Depending on the application requirements, smaller and larger dosing is possible using our delivery technology. Dosing is determined by the quantities loaded and can be regulated by the size of the reservoir. Dose delivery can be controlled in 2 ways: a) by the individual reservoir size and selecting the number of ejection pulses, b) by the duration of a continuous ejection from a large reservoir. The quantity of payload entrained per pulse should be optimized to avoid overloading the ejection nozzle, which may negatively affect particle velocity inside the nozzle.

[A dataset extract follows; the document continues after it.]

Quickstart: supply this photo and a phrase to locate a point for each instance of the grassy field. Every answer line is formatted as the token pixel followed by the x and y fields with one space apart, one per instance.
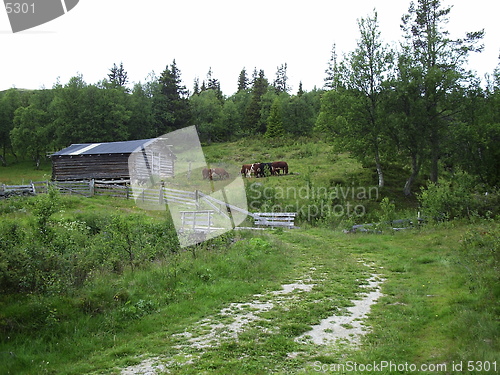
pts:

Full-length pDNA was preserved during ejection of pDNA-coated gold particles from the device, although the ratio of the supercoiled conformation to all conformations was reduced. It is not evident if this change in conformation will have a direct effect in eliciting an immune response using these particles. Although prior studies have suggested that optimal transfection and immnogenicity are achieved by injecting the supercoiled conformation of pDNA, the relaxed circle and linear plasmids have also been shown to be immunogenic as DNA vaccines in animals.34 This effect requires further investigations in the future.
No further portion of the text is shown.